After a successful run, results land in results_test/test_01/:

results_test/
└── test_01/
    ├── nanostat/                    # Read QC statistics
    ├── kraken2/                     # Kraken2 read-set QC (only if --kraken2_db)
    ├── aln.bam                      # Reference-mapped reads
    ├── qualimap/                    # Mapping QC report
    ├── flye/                        # De novo assembly
    │   └── assembly_info.txt        # Contig metadata (length, coverage, circular)
    ├── racon_iter_1.fa              # Polishing intermediate
    ├── racon_iter_2.fa
    ├── racon_iter_3.fa
    ├── medaka_consensus/
    │   └── consensus.fasta          # Final polished consensus
    ├── quast/                       # Assembly QC vs CRF01_AE reference
    ├── sierrapy.json                # Stanford HIVDB drug resistance
    ├── blast/
    │   ├── los_alamos.blast.json    # LosAlamos BLAST result (if --blast_db)
    │   └── core_nt.blast.json       # core_nt BLAST result (if --core_nt_db)
    ├── multiqc/                     # Aggregated MultiQC HTML report
    ├── test_01_report.html          # Per-sample surveillance report ← open this
    └── kg/                          # Neo4j-compatible CSVs
        ├── sample.csv
        ├── assembly.csv
        ├── biodata_files.csv
        ├── contigs.csv
        ├── stanford_alignments.csv
        ├── stanford_predictions.csv
        ├── mutations.csv
        ├── blast_hits.csv           # only if BLAST was enabled
        └── taxonomic_classification.csv  # only if --kraken2_db was enabled

Open results_test/test_01/test_01_report.html in a browser to see the full surveillance report including the viral load and CD4 trend charts.

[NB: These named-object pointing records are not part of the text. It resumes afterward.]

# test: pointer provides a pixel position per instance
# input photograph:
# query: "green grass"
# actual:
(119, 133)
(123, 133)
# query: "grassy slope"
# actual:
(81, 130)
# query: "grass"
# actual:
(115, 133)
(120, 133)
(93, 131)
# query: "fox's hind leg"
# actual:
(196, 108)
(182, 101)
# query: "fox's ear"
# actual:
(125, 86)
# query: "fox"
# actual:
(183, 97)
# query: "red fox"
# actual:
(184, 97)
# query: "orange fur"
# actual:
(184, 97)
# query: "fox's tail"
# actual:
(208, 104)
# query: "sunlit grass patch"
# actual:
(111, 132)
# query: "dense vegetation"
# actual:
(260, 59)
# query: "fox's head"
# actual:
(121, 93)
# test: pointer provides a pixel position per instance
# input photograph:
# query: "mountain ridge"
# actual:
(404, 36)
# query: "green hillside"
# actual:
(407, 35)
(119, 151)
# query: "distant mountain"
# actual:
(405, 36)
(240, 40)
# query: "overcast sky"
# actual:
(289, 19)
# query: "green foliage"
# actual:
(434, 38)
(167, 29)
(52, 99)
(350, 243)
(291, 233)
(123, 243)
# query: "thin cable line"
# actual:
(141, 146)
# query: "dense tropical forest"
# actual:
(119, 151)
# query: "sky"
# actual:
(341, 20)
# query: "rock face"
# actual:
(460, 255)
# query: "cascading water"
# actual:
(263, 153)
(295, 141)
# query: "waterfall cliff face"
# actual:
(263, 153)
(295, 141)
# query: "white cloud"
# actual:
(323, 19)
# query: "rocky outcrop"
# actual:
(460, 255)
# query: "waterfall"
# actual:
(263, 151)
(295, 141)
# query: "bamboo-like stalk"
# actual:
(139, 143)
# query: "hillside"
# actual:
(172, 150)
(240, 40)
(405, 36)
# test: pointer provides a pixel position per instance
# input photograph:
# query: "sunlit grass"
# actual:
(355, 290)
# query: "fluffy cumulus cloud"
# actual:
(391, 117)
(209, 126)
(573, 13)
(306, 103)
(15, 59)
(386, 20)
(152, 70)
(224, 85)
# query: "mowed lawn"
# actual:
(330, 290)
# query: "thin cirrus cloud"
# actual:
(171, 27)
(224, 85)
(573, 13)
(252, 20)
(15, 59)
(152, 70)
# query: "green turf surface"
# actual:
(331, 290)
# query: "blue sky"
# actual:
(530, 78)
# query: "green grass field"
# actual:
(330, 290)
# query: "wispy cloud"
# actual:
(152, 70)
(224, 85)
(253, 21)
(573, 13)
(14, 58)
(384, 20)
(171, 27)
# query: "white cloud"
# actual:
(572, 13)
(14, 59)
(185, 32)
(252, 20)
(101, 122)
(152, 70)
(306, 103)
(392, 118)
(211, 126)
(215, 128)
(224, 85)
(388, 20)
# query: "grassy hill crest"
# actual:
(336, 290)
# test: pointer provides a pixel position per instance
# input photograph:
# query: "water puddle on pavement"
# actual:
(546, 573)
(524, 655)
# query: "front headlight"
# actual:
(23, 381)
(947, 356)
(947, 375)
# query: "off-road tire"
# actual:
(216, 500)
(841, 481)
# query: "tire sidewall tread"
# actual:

9. Prepare clinical CSVs for your own samples

Viral load CSV

Required columns: sample_id, date, vl (copies/mL).
Optional column: log (log₁₀ VL — computed by the report renderer if absent).

sample_id,date,vl
sample_01,2024-03-01,245000
sample_01,2024-06-15,8700
sample_01,2024-09-20,320
sample_02,2024-04-10,150000

CD4 count CSV

Required columns: sample_id, date, cd4_pct, cd4_count.

sample_id,date,cd4_pct,cd4_count
sample_01,2024-03-01,12,210
sample_01,2024-06-15,19,380
sample_01,2024-09-20,27,530
sample_02,2024-04-10,10,180

Samplesheet

One row per sample:

sample_id,fastq
sample_01,/data/ont/sample_01.fq.gz
sample_02,/data/ont/sample_02.fq.gz

Full run with clinical data

nextflow run . -profile mamba \
    --input samplesheet.csv \
    --outdir ./results \
    --blast_db /data/blast_dbs/LosAlamos_db/LosAlamos_db \
    --vl_csv vl.csv \
    --cd4_csv cd4.csv

Site-specific config (recommended for repeated use)

Copy the template and fill it in once — no need to pass flags every run:

cp conf/site.config.template conf/site.config
// conf/site.config
params {
    blast_db = '/data/blast_dbs/LosAlamos_db/LosAlamos_db'
    vl_csv   = '/data/clinical/vl.csv'
    cd4_csv  = '/data/clinical/cd4.csv'
    outdir   = '/data/results/virowatch'
}
workDir = '/scratch/nextflow_work'

Then run:

nextflow run . -profile mamba -c conf/site.config --input samplesheet.csv

Alternatively, add the same block to ~/.nextflow/config — Nextflow loads it automatically on every run.


Hardware note — AVX2

Newer conda builds of Flye (≥ 2.9.6) and Racon (1.5.0) use AVX2 SIMD instructions and will crash with Illegal instruction (SIGILL) on older CPUs (Intel Xeon E5 v1/v2, some Broadwell Xeons).

The environment file pins flye=2.9.5 (the last pre-AVX2 build) automatically. For Racon, if you see SIGILL errors apply this workaround after the conda environment is created:

# Check whether your CPU has AVX2
grep -c avx2 /proc/cpuinfo     # 0 = no AVX2; >0 = fine

# Replace racon binary with the non-AVX2 build (Linux x86_64 only)
VIROWATCH_ENV=$(micromamba env list | awk '/virowatch/{print $NF}')
wget -q https://conda.anaconda.org/bioconda/linux-64/racon-1.4.20-hd03093a_2.tar.bz2
tar xjf racon-1.4.20-hd03093a_2.tar.bz2 bin/racon bin/rampler -C "${VIROWATCH_ENV}/"
rm racon-1.4.20-hd03093a_2.tar.bz2

On Haswell (2013) and later no workaround is needed — you can also remove the flye=2.9.5 pin from envs/virowatch.yaml to get the latest Flye.